Want to sponsor Every? Click here.

The Reach Test

Dan Shipper, the multi-threaded CEO 🟨

I’m not clearly reaching for Gemini 3 Pro for anything but I’ll be experimenting more with it. There’s obviously a lot of capability there to unlock.

Kieran Klaassen, general manager of Cora

The Rails-pilled master of Claude Code 🟩

I’m very curious to keep using it more, and also, I want Gemini Flash 3.

Danny Aziz, general manager of Spiral

The multi-model polyglot 🟨

It seems to be pretty decent at user interface, and when there is a proper plan—it will go and implement the whole [thing]. But for fixing bugs, exploring, and prototyping [quickly trying out rough versions of an idea] where I don’t really know what the hell it is that I’m looking for, I find Sonnet to be a much better model for this kind of stuff.

Andrey Galko, engineering lead

The cautious vibe coder 🟩

I don’t think it’s an immense step for code generation, but it’s a solid step forward in quality and reliability… It nails complicated things from one go, and most things work well right away. It’s a big step forward for user interface work: It’s much more creative, and it has more variability and chaos (in a good sense) in its output.

Alex Duffy, cofounder and CEO of Good Start Labs

He who makes AI agents fight each other 🟩

Gemini 3 is a step change and improvement that I haven’t felt since Claude 3.5 Sonnet’s release. It’s noticeably better at most things besides writing that I’ve tried it on. I’ll maintain use of Claude and ChatGPT, but I’ll use a lot more Antigravity and Gemini for coding, if Google’s rate limits will allow it. This Google stan continues to be a happy Google stan.

Naveen Naidu, general manager of Monologue

Graduate of IIT Bombay (the MIT of India 💅)

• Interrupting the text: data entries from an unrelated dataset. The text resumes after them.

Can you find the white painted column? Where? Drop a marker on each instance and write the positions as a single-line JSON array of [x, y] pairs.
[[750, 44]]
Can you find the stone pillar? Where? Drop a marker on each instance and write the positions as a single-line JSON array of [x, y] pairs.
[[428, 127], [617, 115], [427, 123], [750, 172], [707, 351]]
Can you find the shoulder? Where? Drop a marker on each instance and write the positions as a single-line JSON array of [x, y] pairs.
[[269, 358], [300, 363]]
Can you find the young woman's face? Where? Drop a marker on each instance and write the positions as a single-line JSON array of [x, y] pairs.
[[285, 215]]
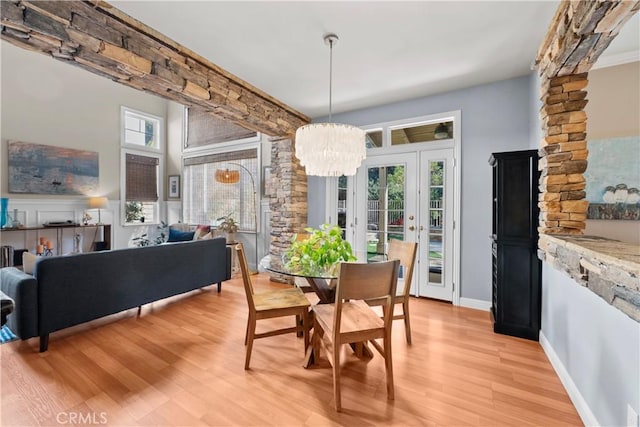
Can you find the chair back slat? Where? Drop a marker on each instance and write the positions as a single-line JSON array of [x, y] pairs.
[[367, 281], [246, 276], [406, 253]]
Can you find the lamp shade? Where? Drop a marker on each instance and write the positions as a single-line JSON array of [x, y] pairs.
[[330, 149], [227, 176], [98, 203], [441, 131]]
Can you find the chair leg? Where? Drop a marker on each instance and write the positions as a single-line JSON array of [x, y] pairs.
[[246, 331], [251, 330], [305, 329], [407, 323], [336, 376], [388, 366], [299, 325]]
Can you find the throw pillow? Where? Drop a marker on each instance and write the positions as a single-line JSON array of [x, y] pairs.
[[180, 226], [179, 236], [29, 262], [207, 236], [201, 231]]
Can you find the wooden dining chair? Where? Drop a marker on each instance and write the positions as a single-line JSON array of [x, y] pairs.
[[406, 253], [270, 304], [351, 320]]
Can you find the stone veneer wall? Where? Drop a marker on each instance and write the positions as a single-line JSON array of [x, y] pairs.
[[563, 156], [609, 268], [289, 203]]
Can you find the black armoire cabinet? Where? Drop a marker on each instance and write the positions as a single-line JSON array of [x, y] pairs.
[[516, 295]]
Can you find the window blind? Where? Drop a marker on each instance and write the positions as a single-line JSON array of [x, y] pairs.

🟩 For frontend/UI work: Gemini 3 Pro is my new go-to. It strikes the perfect balance between quality and prompt adherence. Where Claude over-engineers and Codex underwhelms, Gemini 3 Pro hits the sweet spot.

🟨 For complex logic: I still reach for Codex 5.1 when I’m building features that require careful reasoning, handling edge cases, or working with complex state management [ keeping track of changing information in the app, like what screen the user is on]. Codex’s precision is unmatched.

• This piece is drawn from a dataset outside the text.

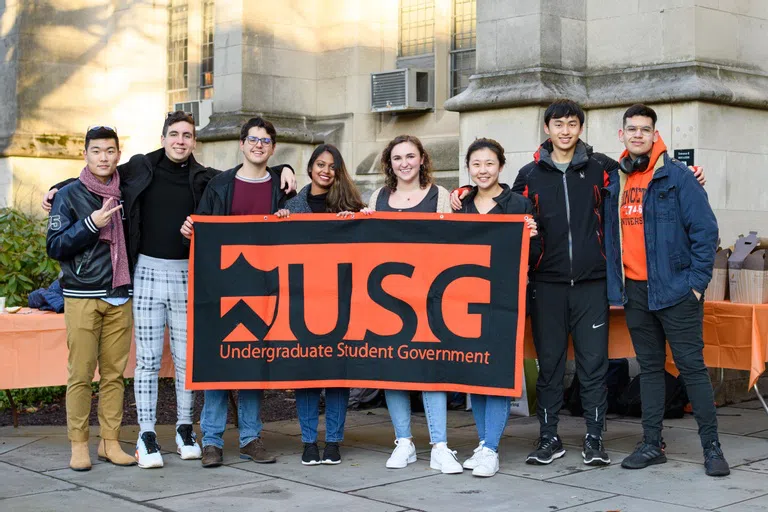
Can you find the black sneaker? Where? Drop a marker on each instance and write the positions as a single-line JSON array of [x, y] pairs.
[[331, 454], [593, 452], [645, 454], [547, 450], [714, 460], [311, 455]]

My ideal workflow is using Gemini 3 Pro to scaffold UI [create a basic skeleton of the app’s interface] and create frontend components [ the building blocks of what users see and interact with], then switch to Codex 5.1 when implementing complex logic or debugging intricate issues.

Using it for coding

Where Gemini 3 Pro shines

It’s precise, reliable, and does exactly what you need it to

Putting it through its paces for real iOS development

Naveen tested Gemini 3 Pro in Factory’s CLI Droid by asking it to help build new features for the iOS app for Monologue, Every’s voice dictation app. He started by having the model add database features—essentially teaching the app how to save and retrieve information—using a library, which is a pre-made bundle of code developers use so they don’t have to build everything from scratch.

The twist was that he chose a niche SQLite library from a company called Point-Free. SQLite is a lightweight, built-in database that apps use to store information on your device, and since this one is so new, it probably wasn’t in Gemini’s training data. That made it a great test of whether the model could read the documentation, learn the library’s unique rules, and use it correctly inside his existing codebase.

He was impressed by how strong Gemini’s initial setup was. “It not only configured everything correctly,” he says, “but it also analyzed my codebase on its own and added a sample table that matched my schema [or a blueprint for how information is organized in the database]—without me even asking.” The code it produced was clean and well-structured, and showed how well the model could adapt to a library it hadn’t seen before.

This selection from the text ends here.